Celebrating Modern Jewish Living Through Food, Tradition, and Family
Our updated take on sweet and sour cabbage soup will win you over! Sweet, tart, and absolutely delicious, it cooks up in 30 minutes and freezes beautifully.
The Backstory: For as long as I can remember, sweet and sour cabbage soup was one of those things I deliberately ignored on any deli menu I ever encountered, as if it were something to avoid, like the plague or a swarm of locust. I’m not sure why. Just the sound of it–cabbage soup–conjured up (an admittedly strange) image of a gathering of travel-weary Jewish-Poles hunched over a long, communal table, gulping down steaming bowls of boiling (why, why, why boiling?) broth before continuing on their march to flee the onslaught of the Cossacks. This has got to be one of the most ridiculously botched versions of history on record (geo-political, religious, and culinary) and yet, my twisted mind would take me there at the mention of cabbage soup. More of the Backstory after the recipe…
Sweet & Sour Cabbage Soup
- 2 tomatoes medium, coarsely chopped
- 1/2 green cabbage medium, shredded (6-7 cups)
- 1 onion medium, sliced
- 1 can stewed tomatoes 14.5 ounces
- 2 tsp. Kosher salt
- 5 cups beef broth
- 1/4 cup cider vinegar plus 1 tbsp.
- 3 tbsp. brown sugar
- 1 tsp. lemon juice
- 1/4 cup raisins
- pinch nutmeg very tiny pinch
- Kosher salt & pepper to taste
- parsley for garnish
In a 6 quart pot, combine tomatoes, onion, cabbage, canned tomatoes and salt. Cover and cook over medium heat (stirring often) for about 8 minutes or until cabbage is very tender.

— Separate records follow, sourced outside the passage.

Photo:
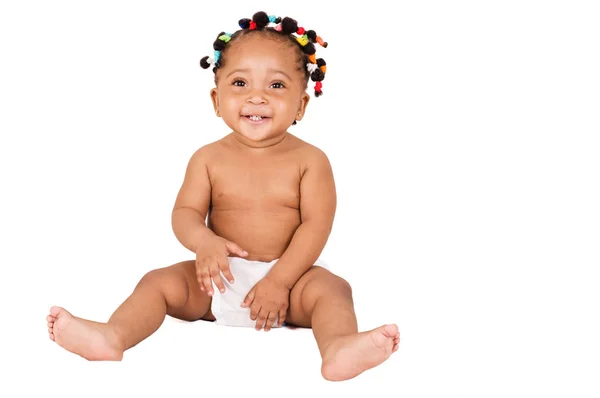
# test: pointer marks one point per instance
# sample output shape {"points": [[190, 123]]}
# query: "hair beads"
{"points": [[306, 39]]}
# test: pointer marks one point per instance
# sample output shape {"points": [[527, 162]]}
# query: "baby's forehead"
{"points": [[262, 52]]}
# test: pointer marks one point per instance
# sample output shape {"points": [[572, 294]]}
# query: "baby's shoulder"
{"points": [[309, 153]]}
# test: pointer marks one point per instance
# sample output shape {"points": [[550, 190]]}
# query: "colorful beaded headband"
{"points": [[305, 38]]}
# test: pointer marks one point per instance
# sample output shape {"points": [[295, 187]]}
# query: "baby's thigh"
{"points": [[180, 279]]}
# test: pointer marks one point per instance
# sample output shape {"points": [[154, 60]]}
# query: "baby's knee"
{"points": [[328, 284], [170, 283]]}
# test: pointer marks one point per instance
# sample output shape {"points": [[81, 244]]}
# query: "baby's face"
{"points": [[260, 89]]}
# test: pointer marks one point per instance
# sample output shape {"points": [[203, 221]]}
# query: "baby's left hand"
{"points": [[267, 300]]}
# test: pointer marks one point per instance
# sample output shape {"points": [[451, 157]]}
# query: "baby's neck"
{"points": [[242, 142]]}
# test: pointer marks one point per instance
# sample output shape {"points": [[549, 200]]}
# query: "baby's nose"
{"points": [[257, 97]]}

Add beef broth, vinegar, lemon juice, sugar and raisins, and stir well.
Add tiny pinch of nutmeg and adjust sweetness or tartness to taste by adding a little more lemon juice or brown sugar if needed (add in small increments of about 1/2 tsp. at a time).
Cover and simmer over medium heat for 15 minutes.
Season with salt and pepper to taste; garnish with parsley before serving.
…The Backstory continues: Or maybe that was the cabbage soup diet and too many weeks of starvation (as a result of said soup?) Nonetheless, up until this very recipe, let’s just say, I was not a fan of ye olde cabbage soup. And then along came this recipe and I’m embarrassed to tell you–but I don’t even know the source of it. If anyone out there is the author of this gem, please write to me and let me know. Clearly, I owe you a world of gratitude (you may have single handedly spared me from a one-way ticket to the place you sign in to but don’t get to sign out of on your own, if you get my drift) and you’ve certainly opened up my eyes (and my taste buds) to the experience of this delicious, savory, sweet, and perfectly ying-yang balanced soup. It’s just perfect.